Some time ago, I wrote a Lazivore Manifesto—a thinly-veiled self justification for the fact that while I like home grown produce, I really don't like doing too much work to get it. After years of over reach and under achievement, I am finally achieving some success with my gardening efforts. So I thought I'd run through a few techniques that can help fellow lazivores to grow more while doing less.

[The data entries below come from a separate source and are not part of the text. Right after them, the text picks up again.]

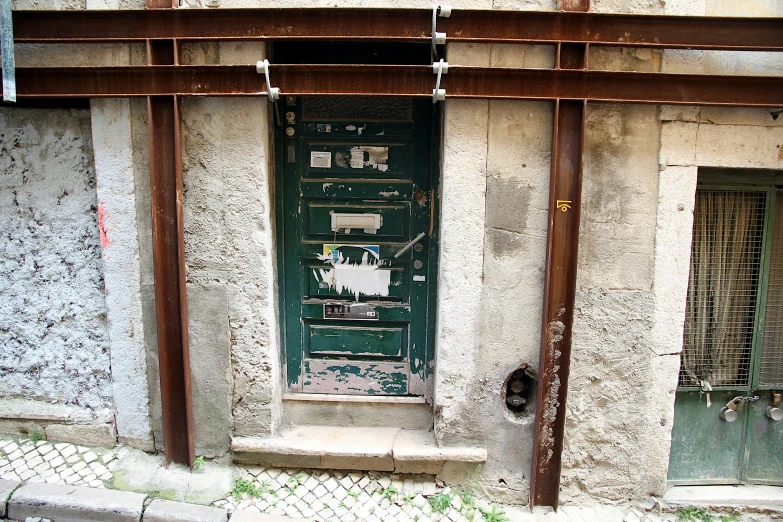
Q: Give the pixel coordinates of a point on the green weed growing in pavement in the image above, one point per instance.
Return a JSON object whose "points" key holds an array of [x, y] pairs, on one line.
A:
{"points": [[246, 487], [468, 507], [294, 482], [693, 514], [440, 502], [389, 492], [493, 515]]}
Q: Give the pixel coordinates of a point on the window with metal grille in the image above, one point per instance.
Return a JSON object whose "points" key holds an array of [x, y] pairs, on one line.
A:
{"points": [[771, 360], [733, 335], [720, 319]]}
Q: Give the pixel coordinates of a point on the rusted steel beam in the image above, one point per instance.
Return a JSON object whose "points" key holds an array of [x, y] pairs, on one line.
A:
{"points": [[168, 237], [577, 6], [401, 24], [565, 202], [392, 80]]}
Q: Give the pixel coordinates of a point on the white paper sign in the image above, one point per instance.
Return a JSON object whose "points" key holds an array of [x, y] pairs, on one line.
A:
{"points": [[320, 160]]}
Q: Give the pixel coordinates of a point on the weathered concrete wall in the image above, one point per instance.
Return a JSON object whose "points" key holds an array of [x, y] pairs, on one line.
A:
{"points": [[496, 158], [112, 136], [228, 239], [620, 393], [53, 330]]}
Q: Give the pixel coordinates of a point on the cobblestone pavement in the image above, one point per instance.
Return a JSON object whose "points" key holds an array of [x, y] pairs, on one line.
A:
{"points": [[311, 494], [55, 462], [347, 497]]}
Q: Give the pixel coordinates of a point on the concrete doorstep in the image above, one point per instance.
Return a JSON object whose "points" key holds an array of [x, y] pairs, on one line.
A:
{"points": [[76, 504]]}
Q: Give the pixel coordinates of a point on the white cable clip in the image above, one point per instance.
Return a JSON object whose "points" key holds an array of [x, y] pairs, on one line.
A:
{"points": [[272, 92], [439, 68], [443, 11]]}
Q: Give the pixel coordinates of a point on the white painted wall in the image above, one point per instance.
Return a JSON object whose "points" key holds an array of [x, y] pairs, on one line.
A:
{"points": [[54, 342]]}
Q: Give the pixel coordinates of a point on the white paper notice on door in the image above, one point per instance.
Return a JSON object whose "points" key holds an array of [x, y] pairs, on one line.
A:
{"points": [[320, 160]]}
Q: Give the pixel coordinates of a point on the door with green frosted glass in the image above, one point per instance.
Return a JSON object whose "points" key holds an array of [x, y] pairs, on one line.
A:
{"points": [[726, 423]]}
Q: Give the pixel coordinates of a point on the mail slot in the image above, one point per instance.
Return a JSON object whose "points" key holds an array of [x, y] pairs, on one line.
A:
{"points": [[370, 223], [350, 311]]}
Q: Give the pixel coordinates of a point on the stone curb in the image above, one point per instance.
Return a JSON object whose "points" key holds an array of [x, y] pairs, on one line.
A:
{"points": [[74, 504], [169, 511], [7, 487]]}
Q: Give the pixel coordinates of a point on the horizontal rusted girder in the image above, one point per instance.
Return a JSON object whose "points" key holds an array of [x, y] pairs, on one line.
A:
{"points": [[392, 80], [400, 24]]}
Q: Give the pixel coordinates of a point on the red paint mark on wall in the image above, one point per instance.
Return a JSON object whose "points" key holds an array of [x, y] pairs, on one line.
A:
{"points": [[102, 215]]}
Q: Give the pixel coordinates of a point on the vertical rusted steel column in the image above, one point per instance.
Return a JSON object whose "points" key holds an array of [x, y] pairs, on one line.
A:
{"points": [[168, 237], [565, 198]]}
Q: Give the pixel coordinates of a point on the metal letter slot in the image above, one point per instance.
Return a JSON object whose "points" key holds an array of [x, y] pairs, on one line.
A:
{"points": [[370, 223], [360, 311]]}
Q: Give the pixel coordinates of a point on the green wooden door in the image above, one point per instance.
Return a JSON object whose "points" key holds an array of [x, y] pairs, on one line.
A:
{"points": [[356, 183], [733, 341]]}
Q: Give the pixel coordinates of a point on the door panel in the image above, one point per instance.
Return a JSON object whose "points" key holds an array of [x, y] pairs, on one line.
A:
{"points": [[765, 459], [357, 319], [356, 377], [705, 449], [333, 339]]}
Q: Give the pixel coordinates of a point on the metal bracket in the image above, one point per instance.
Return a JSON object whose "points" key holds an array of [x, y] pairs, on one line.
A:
{"points": [[439, 68], [7, 48], [272, 92], [444, 11]]}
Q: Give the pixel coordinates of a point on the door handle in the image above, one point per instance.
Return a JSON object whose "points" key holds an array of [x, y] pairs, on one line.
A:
{"points": [[410, 245], [774, 413], [773, 410], [729, 412]]}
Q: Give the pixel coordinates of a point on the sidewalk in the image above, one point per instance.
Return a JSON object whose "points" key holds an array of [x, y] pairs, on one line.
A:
{"points": [[297, 493]]}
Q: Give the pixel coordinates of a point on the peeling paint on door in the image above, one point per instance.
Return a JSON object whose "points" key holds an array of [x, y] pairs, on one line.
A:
{"points": [[362, 278]]}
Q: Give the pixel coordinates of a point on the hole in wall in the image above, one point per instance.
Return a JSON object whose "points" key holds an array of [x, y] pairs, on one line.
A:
{"points": [[519, 392]]}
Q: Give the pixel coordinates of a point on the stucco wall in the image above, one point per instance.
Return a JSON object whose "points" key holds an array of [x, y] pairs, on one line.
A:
{"points": [[53, 330]]}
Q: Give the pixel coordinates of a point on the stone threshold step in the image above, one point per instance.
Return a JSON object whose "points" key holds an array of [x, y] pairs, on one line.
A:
{"points": [[746, 495], [350, 448]]}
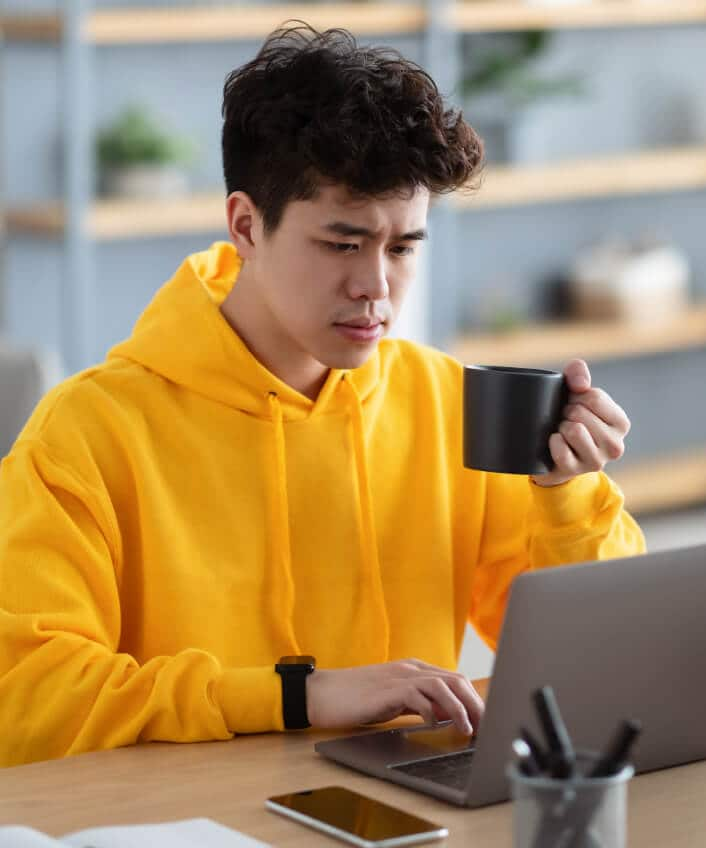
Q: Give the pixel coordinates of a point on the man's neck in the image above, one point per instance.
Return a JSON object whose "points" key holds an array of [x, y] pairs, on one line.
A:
{"points": [[247, 317]]}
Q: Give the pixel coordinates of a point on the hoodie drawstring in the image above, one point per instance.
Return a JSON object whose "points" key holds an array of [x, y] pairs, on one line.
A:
{"points": [[369, 548], [283, 579], [282, 586]]}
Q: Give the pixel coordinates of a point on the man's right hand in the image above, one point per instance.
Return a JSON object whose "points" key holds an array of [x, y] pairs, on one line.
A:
{"points": [[374, 693]]}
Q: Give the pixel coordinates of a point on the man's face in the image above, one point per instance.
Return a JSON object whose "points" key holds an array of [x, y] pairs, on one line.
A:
{"points": [[331, 279]]}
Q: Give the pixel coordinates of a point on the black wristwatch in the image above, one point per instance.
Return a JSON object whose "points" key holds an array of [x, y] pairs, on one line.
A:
{"points": [[294, 671]]}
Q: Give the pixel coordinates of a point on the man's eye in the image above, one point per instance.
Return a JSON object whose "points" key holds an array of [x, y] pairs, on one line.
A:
{"points": [[341, 246]]}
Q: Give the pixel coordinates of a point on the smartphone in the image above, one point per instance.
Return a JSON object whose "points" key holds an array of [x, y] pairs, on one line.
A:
{"points": [[355, 818]]}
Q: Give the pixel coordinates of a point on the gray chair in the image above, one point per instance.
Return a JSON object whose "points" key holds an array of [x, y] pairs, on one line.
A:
{"points": [[25, 375]]}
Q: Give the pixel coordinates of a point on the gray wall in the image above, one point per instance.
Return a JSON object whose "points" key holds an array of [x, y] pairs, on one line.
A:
{"points": [[646, 89]]}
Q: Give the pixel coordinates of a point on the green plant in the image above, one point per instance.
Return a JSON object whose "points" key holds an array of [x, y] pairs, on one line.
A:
{"points": [[135, 138], [503, 65]]}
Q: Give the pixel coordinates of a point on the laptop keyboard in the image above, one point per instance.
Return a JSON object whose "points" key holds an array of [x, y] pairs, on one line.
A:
{"points": [[452, 770]]}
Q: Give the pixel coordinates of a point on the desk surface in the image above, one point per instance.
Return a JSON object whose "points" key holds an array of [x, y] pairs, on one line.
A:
{"points": [[229, 781]]}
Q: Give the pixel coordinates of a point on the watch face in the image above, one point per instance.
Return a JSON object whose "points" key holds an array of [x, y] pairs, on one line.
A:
{"points": [[299, 660]]}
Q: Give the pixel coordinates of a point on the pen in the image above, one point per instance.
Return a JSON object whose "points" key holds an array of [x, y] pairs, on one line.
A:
{"points": [[526, 762], [561, 750], [615, 756], [611, 762]]}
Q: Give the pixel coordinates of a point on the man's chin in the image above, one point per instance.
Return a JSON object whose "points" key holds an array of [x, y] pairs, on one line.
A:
{"points": [[352, 357]]}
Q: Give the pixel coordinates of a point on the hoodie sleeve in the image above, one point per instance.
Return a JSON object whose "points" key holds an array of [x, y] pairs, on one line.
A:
{"points": [[64, 686], [529, 527]]}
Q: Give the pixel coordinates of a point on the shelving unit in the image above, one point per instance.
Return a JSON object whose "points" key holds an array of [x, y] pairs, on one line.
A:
{"points": [[203, 24], [492, 16], [78, 220], [668, 170], [641, 173], [667, 482], [555, 343]]}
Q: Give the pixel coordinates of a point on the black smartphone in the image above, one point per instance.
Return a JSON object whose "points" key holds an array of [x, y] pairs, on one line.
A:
{"points": [[355, 818]]}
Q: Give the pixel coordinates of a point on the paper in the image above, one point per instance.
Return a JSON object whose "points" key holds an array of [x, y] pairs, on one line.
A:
{"points": [[188, 833]]}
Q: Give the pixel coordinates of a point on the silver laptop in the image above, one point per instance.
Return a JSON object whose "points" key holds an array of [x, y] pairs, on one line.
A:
{"points": [[622, 638]]}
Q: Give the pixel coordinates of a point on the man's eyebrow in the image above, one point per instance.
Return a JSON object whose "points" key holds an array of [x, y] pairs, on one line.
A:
{"points": [[342, 228]]}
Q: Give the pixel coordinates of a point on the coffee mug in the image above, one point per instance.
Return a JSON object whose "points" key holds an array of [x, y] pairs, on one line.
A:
{"points": [[508, 416]]}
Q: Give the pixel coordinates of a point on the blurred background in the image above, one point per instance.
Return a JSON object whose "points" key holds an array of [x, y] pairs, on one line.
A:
{"points": [[585, 237]]}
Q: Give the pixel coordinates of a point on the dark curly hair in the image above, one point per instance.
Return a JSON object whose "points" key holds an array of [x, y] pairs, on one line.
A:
{"points": [[314, 108]]}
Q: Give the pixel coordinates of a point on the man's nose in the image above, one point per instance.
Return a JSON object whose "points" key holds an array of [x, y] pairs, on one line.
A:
{"points": [[370, 281]]}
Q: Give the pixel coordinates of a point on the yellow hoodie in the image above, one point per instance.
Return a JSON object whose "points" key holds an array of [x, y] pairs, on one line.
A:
{"points": [[175, 519]]}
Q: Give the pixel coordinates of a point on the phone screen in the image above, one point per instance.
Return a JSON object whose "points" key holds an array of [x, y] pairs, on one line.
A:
{"points": [[355, 814]]}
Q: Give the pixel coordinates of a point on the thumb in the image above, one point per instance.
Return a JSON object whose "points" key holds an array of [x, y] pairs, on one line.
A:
{"points": [[577, 375]]}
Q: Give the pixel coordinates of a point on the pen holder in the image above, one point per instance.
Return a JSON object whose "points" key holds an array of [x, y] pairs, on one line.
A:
{"points": [[580, 812]]}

Here are some of my favorites.
Mulch, Mulch, Mulch
I've already talked about mulching as a no-cost way to grow more from your garden, but it's a gardening technique that simply can't be emphasized enough—especially when it comes to reducing your workload too. It reduces evaporation, meaning less watering. It suppresses weeds, meaning less weeding. And it protects soil biodiversity, meaning healthier plants and less trouble shooting. As an added bonus, as the mulch breaks down it adds organic matter to the soil, further feeding the soil beasties and improving moisture retention for future crops too. From leaf mulch to shredded newspaper, there are plenty of different mulching options available. I'm a big fan of pine straw, at least here in North Carolina—it's cheap, plentiful and doesn't involve chopping down trees. It's also great for us lazivores because it's super light and easy to haul around. (And no, it doesn't make your soil significantly more acidic.)Grow What Grows Best
I'd love to grow bussels sprouts, but they don't seem to like the humidity here in NC—and I've never had much luck with strawberries either. Garlic, on the other hand, seems to grow for me without trying. So I grow a lot of garlic. Yes, I do grow a few crops that require a little more care and attention—tomatoes, for example—but I am constantly weighing up relative effort versus reward. Not to mention how cheaply and easily I can get that crop at the local farmers' market or grocery store. (Some things are best left to the professionals.)
Eat What Grows Anyway
Yesterday, I found these oyster mushrooms growing in my compost heap. They were the sprouting from the now composting remnants of a (so I thought) failed attempt at growing mushrooms in coffee grounds. This year, I've also eaten potatoes I never planted - courtesy of a previous owner I guess - and lettuce and parsley which has self seeded and gone wild. Learning to keep an eye out for the unexpected edibles is a great way to take the "grow what grows best" principle a step further toward "grow what grows without even trying". It's worth noting that it is sometimes worth giving volunteers a helping hand—I transplanted the lettuce I found self-seeding, for example, into a vacant section of my plot, and I was also sure to leave it to self seed in case I get the same gift next year too.
Ignore the Weeds of August
Some weeds will grow, no matter how much you mulch. So it's worth establishing a selective strategy for how to deal with them. Above all else, at least for the lazivore, it's worth remembering that a weed infestation in April is a much bigger problem than some overgrown weeds in August. Fully grown crops better equipped to compete with weeds than tiny seedlings, and it's also simply too darned hot to be spending much time in the garden. Let them get a little unruly. Pull back the ones that get out of hand. And then sit back, drink a beer and worry about something else instead.
It should be pretty obvious that perennial crops require less work than annuals. You don't need to sow seeds each year. You don't need to water them religiously because their root systems are already developed. And it's easy to mulch them heavily at the start of the season and pretty much forget about weeding for the rest of the year. (Did I mention that mulching is a great strategy for lazivore gardening?) From malabar spinach to asparagus to blueberries, there are plenty of perennial crops you can incorporate into a traditional veggie garden—or you can go whole hog and plant a perennial permaculture food forest too.